Some are used by the movie studio system, but speaking for myself, I use the movie studio system for my precise work. I need the system to do what I have to do. In fact, the problem is when I’m not working in the system, I have a tendency to fall off the map. As long as I’m in the studio and I have my girls in front of the camera, I’m perfectly OK. Otherwise, and out of the studio, I’m a mess.
Behind the camera crane, yes, but behind a driving wheel, I recommend that you get out of my way. When I’m on the open road, and then finding that road ain’t that open, well, people will die or get hurt. California State Route 1 is my destiny and anyone who is there at the same time as me, better buckle-up, because it is gonna be a ride to the very end.
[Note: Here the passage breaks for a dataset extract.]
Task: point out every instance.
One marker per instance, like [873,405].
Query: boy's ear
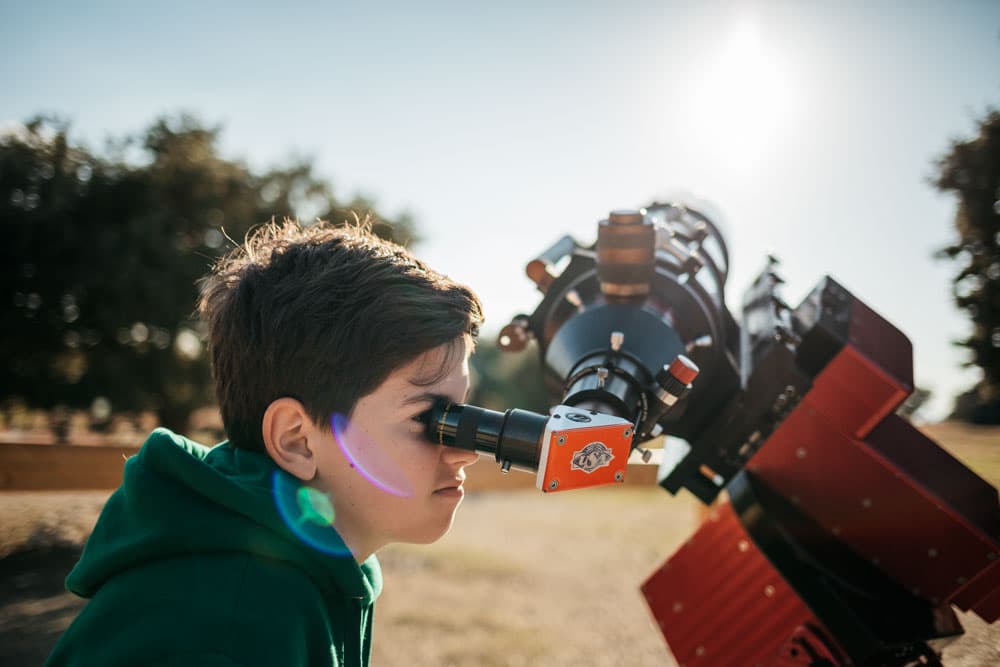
[286,430]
Three people were killed and five were seriously injured. Heck, even I was hurt, and I was the driver! All-in-all, Ada Von Brieson, her son William Von Briton, and Dorothea Daly died in the crash. What happened was there was or is a line dividing the highway, and I somehow either lost that line, or it disappeared, or something like that. Which is ironic, because my day job is to make sure the girls are in line and they stay in line. Yet, I somehow failed myself in this type of choreography. I’ll never be able to see a landscape again that is made from my perfect designs - instead I see the crushed metal of the cars, the twisted bloody bodies on the pavement and I think to myself, that this is the other side of my personality. My fear of dis-organization, chaos, dis-order, anarchy, destruction… it is truly me. My fear is my aesthetic. If I can take a group of beauties and form patterns, it is almost like a math problem. 1 + 1 = 2. But if something disrupts the formula, then I go totally out of whack, and that ain’t a good thing, believe me my brother and sister.
I only exist when the world is found to be in disorder. My skill is to put some sort of design or order to the landscape, that is our world, or the world I want to make. I can’t do that, without the assistance of the Studio System. Without it, I’m a drunk driver speeding on the Pacific Coast Highway.